高橋 輝子

こんなケースを想像してみてください。
あなたはパソコンショップに来ています。気に入ったパソコンを前に、「20万円かあ。ちょっと高いなあ。2万円くらい安くならないかなあ。」と値引き交渉を考えます。
顧客「このパソコン、2万円引きにならないですか?」
店員「はい。了解しました。2万円引きにしましょう。ではレジにどうぞ。」
と、なんの躊躇なく店員が値引き交渉に応じ成立してしまったらあなたはどんな印象を持ちますか。
「あれっ?もしかしてもっと値引きできる商品だったのかなあ?3万円って言っておけば良かったかなあ・・・。」と、交渉はうまくいったのに何となく納得できないまま購入してしまうはずです。
もし、交渉の展開が以下のような場合だったとしたらどうでしょう。
顧客「このパソコン、2万円引きにならないですか?」
店員「う〜ん。厳しいですね。これ人気商品なんですよ。(電卓を取り出し計算する)しょうがないなあ〜今回限り、1万8千円まで値引きしますよ。」
という展開であれば、あなたはきっと最大限の値引き価格を引き出すことができたと満足して購入するはずです。
この例の交渉のポイントは3つあります。
まず1つは、顧客にとって前者の例の方が2千円分得したはずなのに、顧客満足は後者の方が高いという結果になっています。その後、商品に対して何かちょっとした不都合が生じた場合、納得しないで購入した前者の方はクレーム発生率が高く、納得して購入した後者ではクレームを言いにくいという人間の心理を付いた例です。
2つ目は、顧客の納得感、満足感を引き出すためにはひと手間かけるテクニック(交渉術)が必要ということです。後者の例では、「人気商品である」という商品の希少価値の情報を与え「電卓をたたく」という動作を入れることで一生懸命あなたのために考えていることをアピールしています。

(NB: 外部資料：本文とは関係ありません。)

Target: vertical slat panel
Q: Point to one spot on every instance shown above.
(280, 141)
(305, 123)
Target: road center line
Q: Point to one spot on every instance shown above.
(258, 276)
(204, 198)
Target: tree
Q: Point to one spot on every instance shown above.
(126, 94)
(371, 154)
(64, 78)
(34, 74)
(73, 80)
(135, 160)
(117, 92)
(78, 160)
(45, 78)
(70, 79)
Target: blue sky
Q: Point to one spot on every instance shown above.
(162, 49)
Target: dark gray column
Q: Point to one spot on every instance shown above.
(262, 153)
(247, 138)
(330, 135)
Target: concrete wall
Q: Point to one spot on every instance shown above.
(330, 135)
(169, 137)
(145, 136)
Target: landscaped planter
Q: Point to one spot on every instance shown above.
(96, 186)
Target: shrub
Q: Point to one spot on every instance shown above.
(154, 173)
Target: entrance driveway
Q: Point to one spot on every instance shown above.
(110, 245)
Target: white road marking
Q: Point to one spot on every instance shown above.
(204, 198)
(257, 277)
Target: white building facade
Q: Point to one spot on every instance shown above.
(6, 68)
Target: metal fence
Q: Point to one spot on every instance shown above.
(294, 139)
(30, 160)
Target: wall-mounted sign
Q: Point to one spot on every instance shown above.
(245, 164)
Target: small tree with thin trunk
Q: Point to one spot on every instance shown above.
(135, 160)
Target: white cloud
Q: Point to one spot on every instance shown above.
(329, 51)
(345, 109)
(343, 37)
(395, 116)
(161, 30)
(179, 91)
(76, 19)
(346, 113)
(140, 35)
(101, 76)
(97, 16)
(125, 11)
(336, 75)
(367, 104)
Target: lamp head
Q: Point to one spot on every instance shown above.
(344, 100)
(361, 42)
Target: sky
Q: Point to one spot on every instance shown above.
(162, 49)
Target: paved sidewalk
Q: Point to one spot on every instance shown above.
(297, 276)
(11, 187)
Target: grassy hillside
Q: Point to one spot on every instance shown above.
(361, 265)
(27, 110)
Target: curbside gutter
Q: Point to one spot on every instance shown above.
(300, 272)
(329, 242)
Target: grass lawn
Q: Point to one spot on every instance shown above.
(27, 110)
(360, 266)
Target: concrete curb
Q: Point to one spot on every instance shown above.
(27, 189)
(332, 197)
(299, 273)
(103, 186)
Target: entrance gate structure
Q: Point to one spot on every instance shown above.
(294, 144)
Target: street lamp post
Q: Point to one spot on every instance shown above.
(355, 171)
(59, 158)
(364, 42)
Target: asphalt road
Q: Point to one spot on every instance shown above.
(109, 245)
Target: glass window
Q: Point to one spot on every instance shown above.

3つ目は、強気と弱気のパワーバランスが逆転している点です。通常は、売る側が弱気の立場で買う側が強気の立場です。しかし、後者の例では、「ここまでしてあげたのだから十分でしょ。」という具合に条件を譲歩した点で売る側は弱気から強気へパワーバランスが転換されているのです。
満足を提供する私たちは常に顧客とWIN-WINの関係を築く交渉術を学んでいく必要があります。無防備のままでいると知らず知らずのうちに相手の戦術にはまり、LOSE-WINに終わってしまうこともありますし、最悪なケースだとLOSE-
LOSEに陥ることもあります。
重要なことは、相手と自分の利益を模索する努力につきます。
余談ですが、先日、靴を買いにデパートに行ったのですが、店員さんの戦術にはまり、結局、靴とサンダルの2足を購入してしまいました。靴もサンダルも両方気に入って履いていますので、これはWIN-WINの関係といえるでしょう。